David Fincher's 'Gone Girl' Has Different Third Act From Original Novel
Gillian Flynn's best-selling novel, Gone Girl, has one of the most divisive endings in recent memory. (It's an ending we won't spoil here.) Having read the book, I remember thinking, "Audiences are going to be so pissed if David Fincher's movie ends this way." Turns out, that might not be a problem. We've known that he was't going to be as faithful to the novel as he was with The Girl With the Dragon Tattoo, and in the latest issue of Entertainment Weekly the author, who adapted her own novel for the screen, admitted she reworked much of the original story. Part of that is an entirely new third act. Read the quotes, which will avoid spoilers, below.

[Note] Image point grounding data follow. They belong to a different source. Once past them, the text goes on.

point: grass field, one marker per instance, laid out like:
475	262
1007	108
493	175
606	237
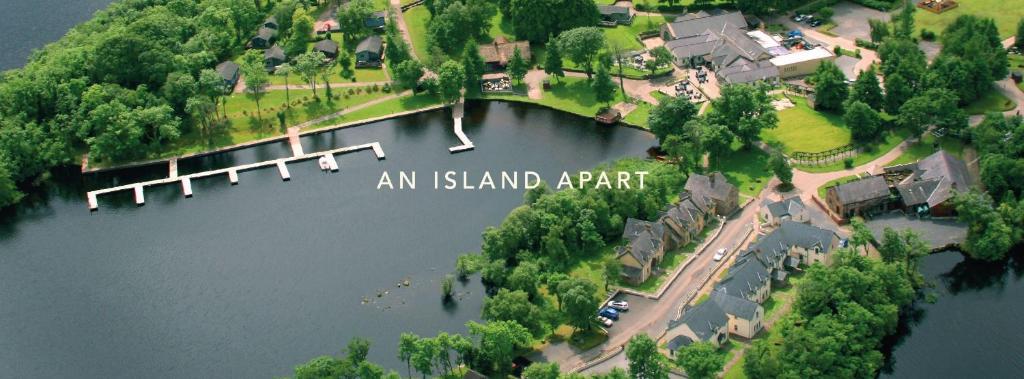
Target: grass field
748	169
927	146
1006	13
803	129
992	100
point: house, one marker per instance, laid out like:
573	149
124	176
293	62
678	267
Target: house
801	62
376	20
704	323
715	188
370	52
498	53
270	23
749	278
263	39
928	185
795	243
683	222
865	196
613	15
744	317
786	209
273	56
642	252
229	73
328	47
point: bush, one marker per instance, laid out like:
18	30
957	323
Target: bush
927	35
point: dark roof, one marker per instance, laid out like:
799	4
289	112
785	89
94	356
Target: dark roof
691	26
715	186
612	9
736	306
274	52
227	70
786	207
327	46
679	341
933	179
790	234
372	44
705	320
863	190
747	276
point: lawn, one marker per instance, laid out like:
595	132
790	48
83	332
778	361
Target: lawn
1006	13
803	129
748	169
403	103
243	125
892	138
991	100
927	146
417	18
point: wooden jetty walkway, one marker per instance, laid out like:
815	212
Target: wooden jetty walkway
232	172
458	111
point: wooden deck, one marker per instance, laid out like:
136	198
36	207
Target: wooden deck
232	173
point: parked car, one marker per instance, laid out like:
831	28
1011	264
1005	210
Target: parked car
619	305
608	312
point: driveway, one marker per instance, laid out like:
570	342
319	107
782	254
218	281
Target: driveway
851	19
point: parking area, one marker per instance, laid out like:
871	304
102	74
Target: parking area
851	19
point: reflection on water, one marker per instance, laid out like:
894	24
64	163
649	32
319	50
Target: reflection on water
973	328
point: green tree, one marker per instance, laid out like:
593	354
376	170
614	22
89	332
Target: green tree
864	123
451	77
408	74
669	117
498	341
829	87
517	67
867	90
780	167
407	348
553	59
604	88
699	361
308	66
745	110
473	65
644	360
582	45
256	79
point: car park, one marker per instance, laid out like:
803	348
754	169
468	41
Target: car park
608	312
719	254
619	305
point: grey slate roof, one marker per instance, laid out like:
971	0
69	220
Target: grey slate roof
326	46
704	320
786	207
736	306
747	276
715	186
227	70
373	44
691	26
863	190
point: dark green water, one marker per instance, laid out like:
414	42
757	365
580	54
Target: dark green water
973	330
248	281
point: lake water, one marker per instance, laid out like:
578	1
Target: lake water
30	25
248	281
973	328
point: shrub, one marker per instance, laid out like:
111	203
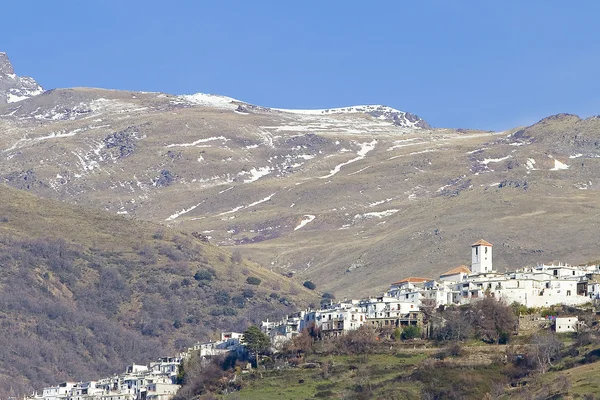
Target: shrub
251	280
411	332
236	256
203	275
309	285
222	297
239	301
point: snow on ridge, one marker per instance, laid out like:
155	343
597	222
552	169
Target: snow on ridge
489	160
341	110
211	100
184	211
210	139
305	220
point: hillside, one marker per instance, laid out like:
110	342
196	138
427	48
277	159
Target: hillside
351	198
84	292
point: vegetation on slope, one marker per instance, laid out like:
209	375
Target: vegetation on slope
83	293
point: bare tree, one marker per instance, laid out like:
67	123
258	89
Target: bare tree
546	349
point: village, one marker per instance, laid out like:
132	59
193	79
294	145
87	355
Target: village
401	306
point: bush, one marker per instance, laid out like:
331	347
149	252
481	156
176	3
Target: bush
222	297
251	280
204	275
411	332
309	285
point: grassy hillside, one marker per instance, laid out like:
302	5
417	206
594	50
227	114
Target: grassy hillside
401	372
83	293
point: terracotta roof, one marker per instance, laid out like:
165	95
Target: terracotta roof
412	279
457	270
481	242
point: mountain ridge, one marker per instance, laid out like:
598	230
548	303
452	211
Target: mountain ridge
14	88
333	197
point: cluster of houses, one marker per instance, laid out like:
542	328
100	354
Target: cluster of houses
402	305
155	381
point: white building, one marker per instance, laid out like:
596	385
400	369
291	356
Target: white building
541	286
481	257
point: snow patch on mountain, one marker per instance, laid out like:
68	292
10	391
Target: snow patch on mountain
257	173
364	149
305	220
15	88
559	166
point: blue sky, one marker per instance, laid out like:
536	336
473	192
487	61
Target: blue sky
471	64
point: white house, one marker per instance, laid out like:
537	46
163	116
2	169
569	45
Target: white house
481	257
566	324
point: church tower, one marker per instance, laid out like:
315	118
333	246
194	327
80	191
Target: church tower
481	257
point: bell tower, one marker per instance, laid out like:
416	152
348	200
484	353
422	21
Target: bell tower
481	257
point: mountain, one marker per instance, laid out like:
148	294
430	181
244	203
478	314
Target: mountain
14	88
83	293
352	198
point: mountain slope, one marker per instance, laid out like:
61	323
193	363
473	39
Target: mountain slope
83	293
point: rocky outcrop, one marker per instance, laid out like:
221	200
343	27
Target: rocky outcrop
15	88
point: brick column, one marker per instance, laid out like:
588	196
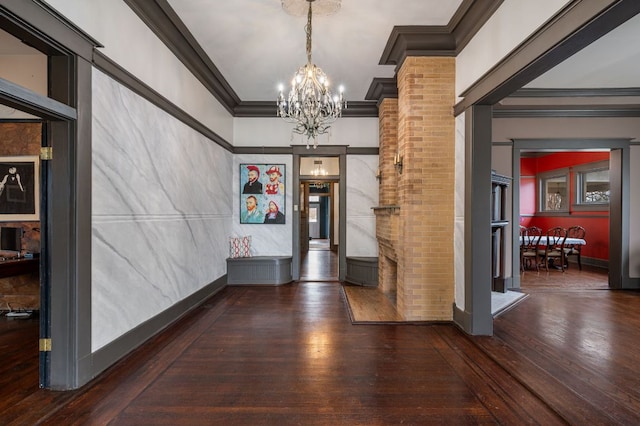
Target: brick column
426	133
388	144
386	220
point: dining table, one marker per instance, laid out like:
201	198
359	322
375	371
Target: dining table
568	240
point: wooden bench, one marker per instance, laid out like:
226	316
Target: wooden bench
272	270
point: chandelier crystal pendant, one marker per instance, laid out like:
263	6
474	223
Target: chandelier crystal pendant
310	106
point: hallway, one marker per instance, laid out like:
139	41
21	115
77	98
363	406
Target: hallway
289	355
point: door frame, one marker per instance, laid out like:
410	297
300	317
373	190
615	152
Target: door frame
65	221
339	151
619	166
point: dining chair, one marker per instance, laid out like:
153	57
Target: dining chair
574	249
529	247
554	249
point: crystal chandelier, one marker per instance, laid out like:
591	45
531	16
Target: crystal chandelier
310	106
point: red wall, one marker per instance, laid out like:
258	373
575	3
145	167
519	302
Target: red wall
596	223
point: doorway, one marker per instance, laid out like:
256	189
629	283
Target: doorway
320	226
617	149
319	258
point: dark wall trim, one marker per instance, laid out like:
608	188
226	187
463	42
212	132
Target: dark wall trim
103	357
289	150
477	220
382	88
128	80
33	103
164	22
447	40
438	40
556	111
268	109
576	26
576	93
363	151
62	36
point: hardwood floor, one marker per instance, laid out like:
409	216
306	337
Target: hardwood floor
290	355
319	265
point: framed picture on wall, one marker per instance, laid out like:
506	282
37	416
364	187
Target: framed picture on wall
20	188
262	193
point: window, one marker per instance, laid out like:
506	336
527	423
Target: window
592	184
554	192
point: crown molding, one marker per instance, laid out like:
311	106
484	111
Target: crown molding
564	111
167	26
115	71
438	40
577	25
382	88
576	93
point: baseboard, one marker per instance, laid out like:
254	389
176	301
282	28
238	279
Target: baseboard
362	271
111	353
462	319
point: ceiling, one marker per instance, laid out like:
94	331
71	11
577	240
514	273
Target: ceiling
256	46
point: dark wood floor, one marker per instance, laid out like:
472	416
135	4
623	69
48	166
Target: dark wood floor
289	355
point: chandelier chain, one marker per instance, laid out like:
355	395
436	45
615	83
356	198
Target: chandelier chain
308	31
310	106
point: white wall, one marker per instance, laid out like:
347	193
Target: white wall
634	207
354	132
458	228
161	210
512	23
362	195
29	71
132	45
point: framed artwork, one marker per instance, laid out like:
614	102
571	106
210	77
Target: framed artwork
20	188
262	193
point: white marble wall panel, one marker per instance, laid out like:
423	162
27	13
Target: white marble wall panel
160	210
458	230
362	195
634	215
270	239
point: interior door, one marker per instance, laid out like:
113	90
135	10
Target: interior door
304	217
314	220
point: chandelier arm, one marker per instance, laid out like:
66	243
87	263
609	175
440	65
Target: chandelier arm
310	105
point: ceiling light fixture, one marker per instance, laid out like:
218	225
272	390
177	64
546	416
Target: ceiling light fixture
310	104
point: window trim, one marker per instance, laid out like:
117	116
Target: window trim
540	179
578	172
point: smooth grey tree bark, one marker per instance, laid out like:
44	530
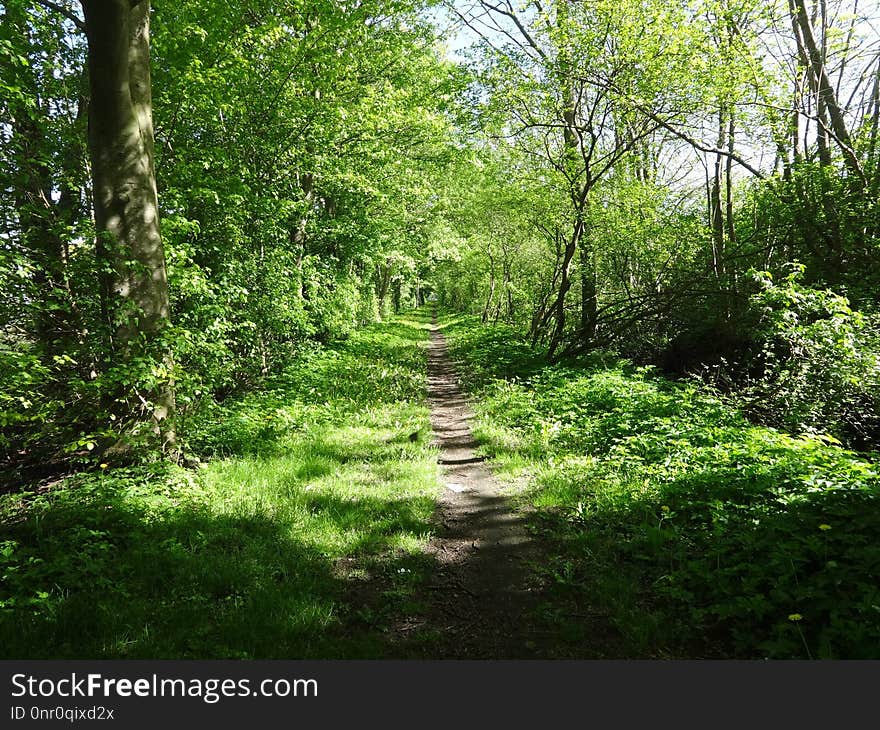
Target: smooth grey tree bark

All of the new Gone Girl info is from the latest issue of Entertainment Weekly. The Film Stage pulled this latest quote from Flynn.
Ben [Affleck] was so shocked by it. He would say, 'This is a whole new third act! She literally threw that third act out and started from scratch.'
Again, I won't spoil what that could mean nine months away from the film's release, but I do recommend reading the novel. It's a tense, surprising page turner with three very distinct acts. The story centers on a seemingly perfect married couple, Nick (Affleck) and Amy (Rosamund Pike), who move out of the city after losing their jobs. On their anniversary, Amy mysteriously disappears and Nick is the primary suspect.
In the same article (and posted yesterday), Flynn talked more about changing the screenplay from the original novel:
There was something thrilling about taking this piece of work that I'd spent about two years painstakingly putting together with all its eight million LEGO pieces and take a hammer to it and bash it apart and reassemble it into a movie.
David Fincher's Gone Girl, featuring a whole new third act, opens October 3.